We need to break through this culture of fear, we need to empower students to make decisions, to analyze and evaluate good content and learn how to avoid the bad stuff. We need to empower students to protect themselves.

Mitch Resnick asked the question: How can we help students become makers of things in the digital world?

To do this we must first overcome our fear of putting student content out on the open web. It’s not as scary of a place as the media makes it out to be. At my school (International School Bangkok) we have over 1,000 student blogs with over 6,000 blog posts. In the two years we’ve been using blogs we have not had one bad comment or one bad blog post. Yes students get spam comments from time to time, and much like the spam they get in their e-mail they just delete it (Have you ever heard a student complain about spam? They don’t, it’s just a part of digital life that they’re used to).

It’s not just making things in the digital world, because making thing is only half the battle. The other half is finding ways to share those artifacts with the world. Creating something isn’t fun unless you can share it. Very rarely do we create anything just for ourselves. We create things to be shared with others, to share with others, and to be proud of. Once we overcome the fear of access we must overcome the fear of sharing.

Of course once we share our digitally made creations they can be remixed and as Resnick stated, “Being remixed should be an honor.”

We should be encouraging our students to remix, to use, and collaborate with others on ideas. We should be encouraging students to join Facebook groups around a cause, or remixing a Scratch game, or editing a Wikipedia article. Being remixed is an honor, it’s having someone take your blog posts and enhance it with their own ideas, it’s being retweeted on Twitter, and being talked about in a podcast.

Creativity and fear do not mix. Trying to be creative in a culture of fear is nearly impossible. It’s difficult for teachers and it’s difficult for students.
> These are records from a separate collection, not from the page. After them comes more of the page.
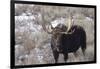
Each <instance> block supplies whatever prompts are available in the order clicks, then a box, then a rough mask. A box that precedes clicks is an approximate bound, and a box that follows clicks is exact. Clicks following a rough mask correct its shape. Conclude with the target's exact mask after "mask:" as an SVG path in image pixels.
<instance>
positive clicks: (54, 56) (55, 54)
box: [53, 51, 59, 63]
mask: <svg viewBox="0 0 100 69" xmlns="http://www.w3.org/2000/svg"><path fill="white" fill-rule="evenodd" d="M53 56H54V59H55V63H57V62H58V57H59V53H58V52H57V51H53Z"/></svg>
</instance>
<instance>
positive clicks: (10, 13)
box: [10, 0, 96, 68]
mask: <svg viewBox="0 0 100 69" xmlns="http://www.w3.org/2000/svg"><path fill="white" fill-rule="evenodd" d="M15 4H36V5H50V6H69V7H83V8H94V10H95V11H94V16H95V18H94V23H95V24H94V61H86V62H70V63H57V64H36V65H18V66H16V65H15V48H14V45H15V17H14V16H15ZM10 21H11V24H10V32H11V33H10V44H11V45H10V60H11V62H10V67H11V68H29V67H44V66H46V67H47V66H60V65H78V64H92V63H96V5H81V4H66V3H50V2H35V1H16V0H15V1H14V0H11V2H10Z"/></svg>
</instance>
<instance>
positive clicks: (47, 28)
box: [40, 7, 53, 34]
mask: <svg viewBox="0 0 100 69" xmlns="http://www.w3.org/2000/svg"><path fill="white" fill-rule="evenodd" d="M44 12H45V8H44V7H41V18H40V21H41V26H42V28H43V30H44V31H45V32H47V33H48V34H51V33H52V31H50V30H49V29H50V27H49V26H48V28H47V26H46V24H45V22H46V21H45V18H44V16H45V13H44ZM50 26H51V29H53V26H52V25H51V24H50Z"/></svg>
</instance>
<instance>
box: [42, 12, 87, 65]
mask: <svg viewBox="0 0 100 69" xmlns="http://www.w3.org/2000/svg"><path fill="white" fill-rule="evenodd" d="M44 23H45V21H44V17H43V14H42V19H41V25H42V28H43V30H44V31H45V32H47V33H48V34H51V48H52V51H53V56H54V59H55V63H57V62H58V57H59V54H60V53H62V54H63V55H64V61H65V62H66V61H67V59H68V53H74V55H76V51H77V50H78V49H79V48H81V49H82V52H83V55H85V50H86V32H85V30H84V29H83V28H82V27H81V26H78V25H72V26H70V25H71V19H70V18H69V26H70V28H69V27H68V26H66V25H64V24H58V25H57V26H56V27H55V28H53V26H52V25H50V26H51V31H49V30H48V29H47V27H46V25H45V24H44ZM68 29H69V30H68Z"/></svg>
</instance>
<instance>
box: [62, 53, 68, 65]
mask: <svg viewBox="0 0 100 69" xmlns="http://www.w3.org/2000/svg"><path fill="white" fill-rule="evenodd" d="M63 55H64V61H65V63H66V60H67V59H68V53H64V54H63Z"/></svg>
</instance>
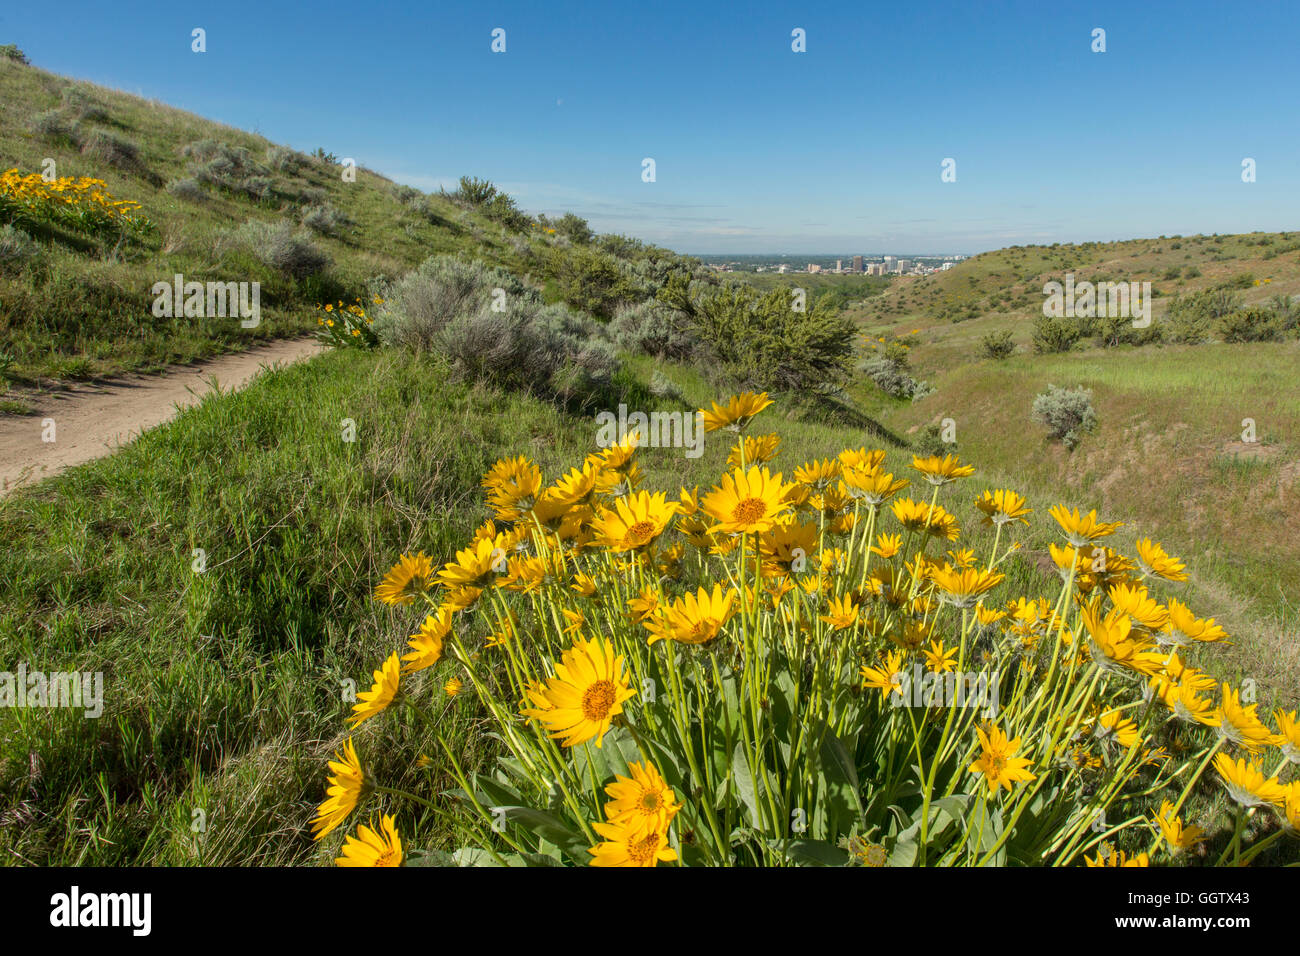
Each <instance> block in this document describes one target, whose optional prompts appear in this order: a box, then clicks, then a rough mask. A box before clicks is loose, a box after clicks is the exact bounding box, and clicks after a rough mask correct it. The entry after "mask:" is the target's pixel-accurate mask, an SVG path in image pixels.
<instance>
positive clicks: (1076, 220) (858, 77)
mask: <svg viewBox="0 0 1300 956" xmlns="http://www.w3.org/2000/svg"><path fill="white" fill-rule="evenodd" d="M34 10H44V12H42V13H39V14H38V13H35V12H34ZM194 27H203V29H204V30H207V44H208V51H207V52H205V53H203V55H196V53H192V52H191V51H190V31H191V30H192V29H194ZM494 27H502V29H504V30H506V52H504V53H493V52H491V49H490V44H491V30H493V29H494ZM796 27H801V29H803V30H805V31H806V38H807V39H806V44H807V52H803V53H796V52H793V51H792V49H790V43H792V38H790V31H792V30H793V29H796ZM1095 27H1102V29H1105V31H1106V52H1105V53H1093V52H1092V49H1091V44H1092V30H1093V29H1095ZM1297 35H1300V4H1296V3H1290V1H1273V3H1269V1H1265V3H1255V4H1251V5H1249V7H1243V5H1240V4H1236V3H1201V1H1197V0H1184V1H1182V3H1134V1H1132V0H1127V3H1060V4H1054V3H1049V1H1048V0H1040V1H1037V3H1019V1H998V0H972V1H970V3H927V4H913V3H904V1H902V0H897V1H896V3H887V4H885V3H871V4H862V3H859V4H852V3H837V4H829V3H827V4H813V3H797V4H793V3H792V4H776V3H750V4H733V5H732V4H729V5H725V8H723V5H718V4H710V5H705V4H699V3H698V0H695V1H694V3H689V1H688V3H676V0H655V3H643V4H623V3H619V4H614V3H547V1H546V0H532V1H529V3H469V1H463V3H412V4H398V3H387V1H385V0H370V1H369V3H355V1H354V3H335V1H334V0H320V1H313V3H312V4H277V3H272V1H269V0H268V1H265V3H239V1H233V3H221V4H214V3H213V4H181V3H172V4H146V3H130V1H129V0H123V1H122V3H117V4H112V5H105V4H103V3H95V4H90V3H66V1H65V3H60V4H59V5H57V9H55V8H48V9H47V8H43V7H40V8H31V7H27V8H22V7H18V5H16V4H14V5H8V9H6V10H5V12H4V13H0V43H17V44H18V46H19V47H21V48H22V49H23V51H25V52H26V53H27V56H29V57H30V59H31V60H32V62H34V64H36V65H38V66H40V68H43V69H47V70H52V72H55V73H62V74H68V75H73V77H78V78H83V79H91V81H94V82H98V83H103V85H105V86H112V87H116V88H121V90H126V91H130V92H136V94H142V95H144V96H151V98H157V99H160V100H164V101H168V103H172V104H174V105H178V107H182V108H185V109H190V111H192V112H195V113H199V114H201V116H207V117H211V118H214V120H220V121H222V122H227V124H230V125H234V126H239V127H244V129H253V130H257V131H259V133H261V134H264V135H266V137H268V138H270V139H272V140H276V142H282V143H287V144H290V146H294V147H298V148H302V150H313V148H316V147H317V146H324V147H325V148H326V150H330V151H333V152H335V153H337V155H339V156H352V157H355V159H356V160H357V163H360V164H361V165H367V166H370V168H373V169H376V170H378V172H381V173H385V174H386V176H390V177H393V178H394V179H398V181H399V182H406V183H409V185H413V186H419V187H421V189H426V190H433V189H437V187H438V186H439V185H443V183H454V181H455V179H456V177H459V176H460V174H463V173H468V174H473V176H480V177H486V178H490V179H493V181H494V182H497V183H498V185H500V186H503V187H504V189H506V190H507V191H510V193H511V194H512V195H515V196H516V199H517V200H519V202H520V204H521V206H523V207H524V208H525V209H529V211H532V212H547V213H559V212H564V211H569V209H572V211H573V212H577V213H578V215H581V216H584V217H586V219H588V220H590V222H591V225H593V228H595V229H598V230H599V232H620V233H627V234H630V235H637V237H640V238H643V239H647V241H651V242H658V243H660V245H666V246H669V247H672V248H676V250H679V251H685V252H699V254H718V252H727V251H732V252H783V251H784V252H824V254H841V252H842V254H845V255H852V254H854V252H865V254H872V252H904V254H906V252H913V254H924V252H935V254H946V252H978V251H982V250H987V248H996V247H1001V246H1006V245H1011V243H1026V242H1048V243H1050V242H1079V241H1087V239H1117V238H1134V237H1148V235H1160V234H1169V235H1173V234H1192V233H1214V232H1218V233H1235V232H1251V230H1282V229H1297V228H1300V189H1297V174H1300V124H1297V121H1296V111H1297V107H1296V103H1297V100H1296V95H1297V92H1300V56H1296V52H1295V43H1296V39H1295V38H1296V36H1297ZM643 157H653V159H654V160H655V164H656V181H655V182H653V183H647V182H642V178H641V161H642V159H643ZM945 157H952V159H954V160H956V161H957V181H956V182H950V183H945V182H941V181H940V163H941V161H943V160H944V159H945ZM1244 157H1252V159H1255V160H1256V163H1257V181H1256V182H1255V183H1243V182H1242V160H1243V159H1244Z"/></svg>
Adora Svitak ended the day on the same note in which it started. This time coming from the mouth of a 12 year old, Adora talked about how our fear of the tools as teachers, our fear of change, is blocking what she calls innovative classrooms. If we are to be innovative in our schools, as well as society, we must overcome our fears of the unknown. If we truly want our students to be creative and we believe that we are endowed by our Creator with certain inalienable rights including “Life, Liberty and the pursuit of Happiness,” then we need to overcome our fear of the Internet and embrace the global audience that awaits.